Connue pour ses prises de position mesurées sur la laïcité, la docteure en littérature et diplômée de l’École normale supérieure accuse Jordan Bardella d’adopter une « conception profondément illibérale de la société », où l’État déciderait de ce qui est ou non un signe religieux acceptable.
Le président du RN assure vouloir interdire « uniquement le voile islamique », qu’il décrit comme un symbole politique. Une distinction que la rabbine juge arbitraire et incompatible avec le droit français. « Aucun texte de loi n’autorise à cibler spécifiquement ce vêtement », rappelle-t-elle, soulignant que la loi de 2010 ne vise que la dissimulation du visage, sans lien religieux explicite.
Elle interroge aussi la faisabilité d’une telle mesure : comment distinguer un voile porté par foi d’un autre perçu comme militant ? Pour elle, cette logique revient à priver les femmes musulmanes de leur pleine citoyenneté, en les assimilant systématiquement à une menace. « Une femme voilée ne témoigne plus d’une foi, mais d’une allégeance politique », déplore-t-elle.
Myriam Ackermann-Sommer met en garde contre une dérive contraire aux principes démocratiques. Là où l’État devrait protéger la liberté de conscience, le projet du RN, selon elle, tend à restreindre cette liberté au nom d’un idéal idéologique. « La démocratie, écrit-elle, n’est pas le règne de la majorité sur les consciences. C’est la protection de chacun contre l’arbitraire. »
Se sentant directement concernée, la rabbine rappelle qu’elle-même couvre sa tête en public, tout comme certaines chrétiennes, et refuse qu’un pouvoir politique décide de la légitimité des expressions religieuses selon les confessions.

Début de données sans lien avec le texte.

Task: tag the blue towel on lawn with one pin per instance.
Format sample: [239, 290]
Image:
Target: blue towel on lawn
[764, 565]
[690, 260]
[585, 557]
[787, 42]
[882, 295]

Cette polémique intervient dans un contexte d’hostilité croissante envers les femmes musulmanes. D’après la DILCRA, 60 % des femmes portant régulièrement le voile déclarent avoir été discriminées au moins une fois, contre 44 % parmi celles qui ne le portent jamais. Le Collectif contre l’islamophobie en Europe a, quant à lui, recensé 828 actes islamophobes en 2023, en hausse de 57 % sur un an. Plus de 80 % de ces attaques visaient des femmes.
Pour Myriam Ackermann-Sommer, ce n’est pas « un bout de tissu » qui est en jeu, mais la capacité de la démocratie à protéger ses minorités. Son message s’adresse à l’ensemble de la société française : ce qui commence par une interdiction visant certaines croyantes pourrait, demain, concerner d’autres expressions religieuses.
À l’approche des élections, le voile reste un marqueur identitaire instrumentalisé, au cœur des tensions entre liberté individuelle, laïcité et instrumentalisation politique.